I wanted to share a quick post about building out a Microsoft Machine Learning container that can be used with Azure App Service to host a front-end web app developed in Python which makes use of Microsoft’s ML Libraries.  The full documentation may be found here: https://docs.microsoft.com/en-us/machine-learning-server/what-is-machine-learning-server.  Additionally, if you’re looking just to install the client libraries on Linux that information can be found here: https://docs.microsoft.com/en-us/machine-learning-server/install/python-libraries-interpreter#install-python-libraries-on-linux.

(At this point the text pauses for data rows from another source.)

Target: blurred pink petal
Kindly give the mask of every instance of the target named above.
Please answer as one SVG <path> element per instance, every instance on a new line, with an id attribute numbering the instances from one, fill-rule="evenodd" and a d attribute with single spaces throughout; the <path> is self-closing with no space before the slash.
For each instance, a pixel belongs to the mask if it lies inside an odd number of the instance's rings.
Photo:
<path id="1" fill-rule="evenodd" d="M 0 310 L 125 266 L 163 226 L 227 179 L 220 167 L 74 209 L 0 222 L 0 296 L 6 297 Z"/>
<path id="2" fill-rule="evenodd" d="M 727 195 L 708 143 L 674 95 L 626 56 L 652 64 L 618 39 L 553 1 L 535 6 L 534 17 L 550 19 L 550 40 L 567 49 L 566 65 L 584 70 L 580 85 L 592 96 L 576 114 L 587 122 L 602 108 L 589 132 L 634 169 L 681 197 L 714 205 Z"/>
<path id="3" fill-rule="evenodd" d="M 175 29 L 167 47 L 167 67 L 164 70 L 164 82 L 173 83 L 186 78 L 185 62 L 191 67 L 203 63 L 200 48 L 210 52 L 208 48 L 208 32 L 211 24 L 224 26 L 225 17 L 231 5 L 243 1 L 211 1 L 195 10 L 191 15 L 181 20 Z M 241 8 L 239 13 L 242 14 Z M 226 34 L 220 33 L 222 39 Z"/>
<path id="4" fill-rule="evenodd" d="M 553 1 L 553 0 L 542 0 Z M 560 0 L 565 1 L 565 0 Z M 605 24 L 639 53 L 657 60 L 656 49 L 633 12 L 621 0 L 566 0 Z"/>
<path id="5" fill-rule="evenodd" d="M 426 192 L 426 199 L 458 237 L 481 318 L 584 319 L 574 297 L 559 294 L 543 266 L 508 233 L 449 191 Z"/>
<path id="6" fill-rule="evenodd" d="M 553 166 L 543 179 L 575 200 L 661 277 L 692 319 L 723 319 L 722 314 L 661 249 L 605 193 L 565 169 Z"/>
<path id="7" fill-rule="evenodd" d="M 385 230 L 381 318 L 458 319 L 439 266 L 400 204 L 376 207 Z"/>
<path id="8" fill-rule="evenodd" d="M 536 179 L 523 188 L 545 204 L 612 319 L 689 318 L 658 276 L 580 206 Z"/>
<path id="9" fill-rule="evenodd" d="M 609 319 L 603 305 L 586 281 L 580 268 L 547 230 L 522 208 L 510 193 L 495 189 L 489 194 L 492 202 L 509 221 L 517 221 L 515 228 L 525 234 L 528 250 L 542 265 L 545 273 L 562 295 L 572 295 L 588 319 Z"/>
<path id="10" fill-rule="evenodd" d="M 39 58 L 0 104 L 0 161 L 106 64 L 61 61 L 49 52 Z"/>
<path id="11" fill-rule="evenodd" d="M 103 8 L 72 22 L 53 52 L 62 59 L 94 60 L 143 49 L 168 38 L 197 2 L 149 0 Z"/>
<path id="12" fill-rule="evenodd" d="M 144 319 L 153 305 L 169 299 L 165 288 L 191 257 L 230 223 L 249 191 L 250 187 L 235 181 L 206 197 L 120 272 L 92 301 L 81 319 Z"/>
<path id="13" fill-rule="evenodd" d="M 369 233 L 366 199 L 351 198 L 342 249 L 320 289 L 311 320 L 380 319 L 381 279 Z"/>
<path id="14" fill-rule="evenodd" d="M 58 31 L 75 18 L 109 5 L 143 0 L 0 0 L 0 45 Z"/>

However, if you plan to build a container and host it in Azure, particularly Azure App Service, there are a couple of things you’ll want to do in addition to simply installing the ML package.  This post will focus on getting the image size down and ensuring dependencies are installed.

There are a few problems that exist if one simply takes the route of creating a Dockerfile and including Run command such as:

# ML Server Python
RUN apt-get -y update \
&& apt-get install -y apt-transport-https wget \
&& dpkg -i packages-microsoft-prod.deb \
&& rm -f packages-microsoft-prod.deb \
&& apt-key adv –keyserver packages.microsoft.com –recv-keys 52E16F86FEE04B979B07E28DB02C46DF417A0893 \
&& apt-get -y update \
&& apt-get install -y microsoft-mlserver-packages-py-9.3.0

 

The problems are:

  1. The bits are likely in the wrong location
  2. The dependencies for them may not be installed in your desired location
  3. SIZE matters

If you’ve already got an app running for a front-end it that uses ML services deployed using Microsoft ML Server then I highly suggest that you use the direct API calls and Swagger capability to implement your application’s client-side interface.  However, if you’ve gone done the path of using the DeployClient() to discover service endpoints and make the calls then you will need the Microsoft ML client libraries installed.  Again, I strongly suggest using swagger and the requests package to create your client, but if you have to move forward with DeployClient() for now.  Here are my suggestions.

Thanks to Nick Reith with the help on explaining and illustrating the staged build for me.  To kick things off let’s ensure that we start this docker file by setting our stage 0:

FROM tiangolo/uwsgi-nginx-flask:python3.6 as stage0
#disto info
RUN cat /etc/issue
RUN pip install –upgrade pip \
&& apt-get update \
&& apt-get install -y apt-utils
# ML Server Python
RUN apt-get -y update \
&& apt-get install -y apt-transport-https wget \
&& dpkg -i packages-microsoft-prod.deb \
&& rm -f packages-microsoft-prod.deb \
&& apt-key adv –keyserver packages.microsoft.com –recv-keys 52E16F86FEE04B979B07E28DB02C46DF417A0893 \
&& apt-get -y update \
&& apt-get install -y microsoft-mlserver-packages-py-9.3.0

Note that I’m using tiangolo’s uwsgi-nginx-flax container.  This helps as I don’t have to worry about all of the initial configurations of uwsgi and nginx.  However, I will cover its usage and optimization in a subsequent post.  For now, let’s focus on the python and ML library set up in the image.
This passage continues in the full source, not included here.